Volgens de Rechtbank kan het doen van een onjuiste aangifte aan de rechtspersoon worden toegerekend, mits opzet kan worden bewezen. Naar het oordeel van de Rechtbank kan worden bewezen dat de vennootschap voorwaardelijke opzet had op het doen van opzettelijk onjuiste aangifte omzetbelasting. Uit verklaringen en brieven van getuigen kan worden opgemaakt dat de administratie van de vennootschap niet goed was georganiseerd. Dit kan bovendien objectief worden vastgesteld nu de in rekening gebrachte omzetbelasting, die op de nota van afrekening duidelijk was aangegeven, niet goed in de administratie is verwerkt. Door onvoldoende zorgvuldig om te gaan met de administratie in het algemeen en de verwerking van de transactie in het bijzonder, heeft de vennootschap bewust de aanmerkelijke kans aanvaard dat zij in strijd met de waarheid een aangifte omzetbelasting zou indienen.

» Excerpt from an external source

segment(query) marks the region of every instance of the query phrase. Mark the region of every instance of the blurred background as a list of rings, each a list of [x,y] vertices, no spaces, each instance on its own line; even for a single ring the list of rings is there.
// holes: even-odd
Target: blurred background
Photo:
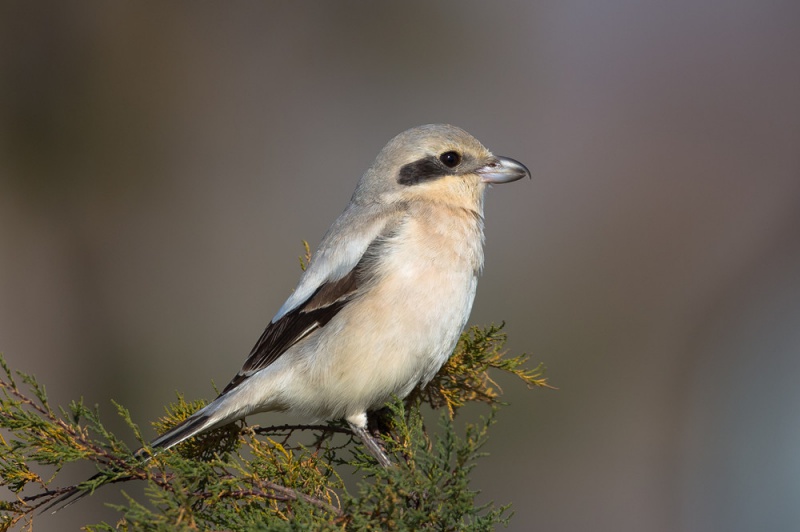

Verdachte was ten tijde van de ten laste gelegde feiten middellijk bestuurder in de functie van directeur en als enige vertegenwoordigingsbevoegd. Hij had feitelijke zeggenschap over de ten laste gelegde gedragingen van de rechtspersoon en was bevoegd om in te grijpen. Uit de bewijsmiddelen kan volgens de Rechtbank worden vastgesteld dat verdachte zich had moeten realiseren dat hij maatregelen moest nemen om te zorgen dat de aangifte omzetbelasting correct zou worden gedaan, door die aangifte nauwkeurig te controleren. De Rechtbank overweegt daartoe in het bijzonder dat verdachte, naar aanleiding van het naar hem gestuurde overzicht van de financiën, had moeten realiseren dat er mogelijk iets fout was gegaan of zou gaan in de administratie.

De Rechtbank stelt vast dat het fiscale nadeel € 1.450.000 bedraagt en veroordeelt verdachte voor het feitelijk leidinggeven aan het opzettelijk indienen van een onjuiste aangifte omzetbelasting en aan valsheid in geschrift. Nu verdachte al lange tijd ondernemer is, zal de Rechtbank er bij gebrek aan aanwijzingen voor het tegendeel van uitgaan dat sprake is van een op zichzelf staand geval van fraude. Daarnaast houdt de Rechtbank rekening met het feit dat de vennootschap door de crisis zwaar is getroffen alsook met de overschrijding van de redelijke termijn.

Alles overwegende acht de Rechtbank een gevangenisstraf voor de duur van 20 maanden, waarvan 8 maanden voorwaardelijk met een proeftijd van 2 jaar, passend en geboden.